Need for Speed: Analysing global CDN performance

Property Finder Group has a diverse user base spread across seven countries in the Middle East and North Africa (MENA) region. As a lead software architect, I am constantly trying to find new ways to improve our customer satisfaction and optimize their user experience, very often in regards to performance. Personally, I believe in the Kaizen approach, an idea of creating continuous improvements with small positive changes that trigger a snowball effect over time. As a part of applying this process in Property Finder, we want to continuously optimize our performance and decrease the end-user latency of the assets on our website and inside our app.

As many other companies do, we utilise a content delivery network (CDN) for serving our static assets. Using a CDN allows us to offload our static assets loading from our origin servers (in our case, AWS S3) and serve those assets as close to the end users as possible. With many points of presence across the globe, our CDN helps deliver content to our end users from a server in their city or country, instead of downloading them from the original location which could be much further away.

We’ve been a long-time customer of Akamai, one of the oldest CDNs on the market and the one with great coverage and availability in a big number of countries worldwide. However, a few months ago we had a discussion with our CTO to measure our CDN performance and investigate our current approach and evaluate whether we should change our CDN strategy, use multiple CDNs if it makes sense, or completely change our provider.

When approached with such a broad topic, there are different ways of evaluating and measuring your choices. Ideally, all of them have to be backed with some analysis of the current state, the competitors in different regions where we operate in and performance from the perspective of different ISPs. There are negligible differences throughout different browsers and operating systems; we would rule these differences out as statistically insignificant and focus solely on network performance and the end-user latency as a single metric of a CDN.

“You can’t improve what you can’t measure”.

After evaluating a couple of different options, I realized that there’s a tool that perfectly fits our needs for retrieving scientific results and a real-world measurements from many points across the globe, which can help us to clearly see which CDN performs best per country or a region.

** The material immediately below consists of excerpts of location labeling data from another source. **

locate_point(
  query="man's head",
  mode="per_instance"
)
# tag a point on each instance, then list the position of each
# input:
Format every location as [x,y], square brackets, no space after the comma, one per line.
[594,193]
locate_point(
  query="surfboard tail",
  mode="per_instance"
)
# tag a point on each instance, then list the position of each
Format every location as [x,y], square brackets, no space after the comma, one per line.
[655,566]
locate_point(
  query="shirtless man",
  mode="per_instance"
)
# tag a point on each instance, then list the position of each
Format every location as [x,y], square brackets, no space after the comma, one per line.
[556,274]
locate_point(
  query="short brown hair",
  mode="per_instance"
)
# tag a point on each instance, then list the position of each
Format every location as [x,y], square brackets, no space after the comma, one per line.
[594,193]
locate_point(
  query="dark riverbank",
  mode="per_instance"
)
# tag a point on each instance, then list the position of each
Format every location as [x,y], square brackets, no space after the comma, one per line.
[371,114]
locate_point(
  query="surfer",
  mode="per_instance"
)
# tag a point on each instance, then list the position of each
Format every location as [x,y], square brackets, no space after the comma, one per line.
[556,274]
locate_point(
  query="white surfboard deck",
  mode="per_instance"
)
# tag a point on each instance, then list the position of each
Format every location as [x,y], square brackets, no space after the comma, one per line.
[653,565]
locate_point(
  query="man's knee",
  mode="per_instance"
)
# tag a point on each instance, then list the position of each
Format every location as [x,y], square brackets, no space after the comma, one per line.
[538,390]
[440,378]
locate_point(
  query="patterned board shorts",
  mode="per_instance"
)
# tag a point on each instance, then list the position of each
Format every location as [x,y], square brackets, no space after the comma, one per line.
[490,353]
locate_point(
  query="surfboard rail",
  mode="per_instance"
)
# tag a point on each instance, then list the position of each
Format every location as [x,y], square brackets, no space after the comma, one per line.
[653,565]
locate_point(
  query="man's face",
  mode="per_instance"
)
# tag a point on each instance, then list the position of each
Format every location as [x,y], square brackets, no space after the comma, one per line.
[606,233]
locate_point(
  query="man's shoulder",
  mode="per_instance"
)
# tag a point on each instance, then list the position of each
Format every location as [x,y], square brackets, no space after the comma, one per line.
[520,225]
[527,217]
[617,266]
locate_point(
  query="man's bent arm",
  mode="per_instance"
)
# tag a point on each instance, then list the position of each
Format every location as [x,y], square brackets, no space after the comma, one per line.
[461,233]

Our quest for the fastest CDN outgrew the original idea and became a large piece of research. The final result was a lot of wildly coloured maps, including an interactive one that you can use to see the best performing CDN in your country.

RIPE Atlas

Enter RIPE Atlas: a global, open and distributed network of probes which measure Internet connectivity and reachability. The probes themselves are distributed by RIPE Network Coordination Centre, one of the Regional Internet Registries. It is the largest Internet measurement network ever made!

To add a bit of historical reference, one must not forget that people have used electric telegraph since 1835 to broadcast the weather forecast. The first weather station started collecting weather data even before that, in 1781. In a connected and digital-first 21st century world, we still make use of hundreds of thousands of weather stations worldwide to quickly see the current weather conditions on our smartphones and decide on our clothing for the night out.

Geographical spread of RIPE Atlas probes.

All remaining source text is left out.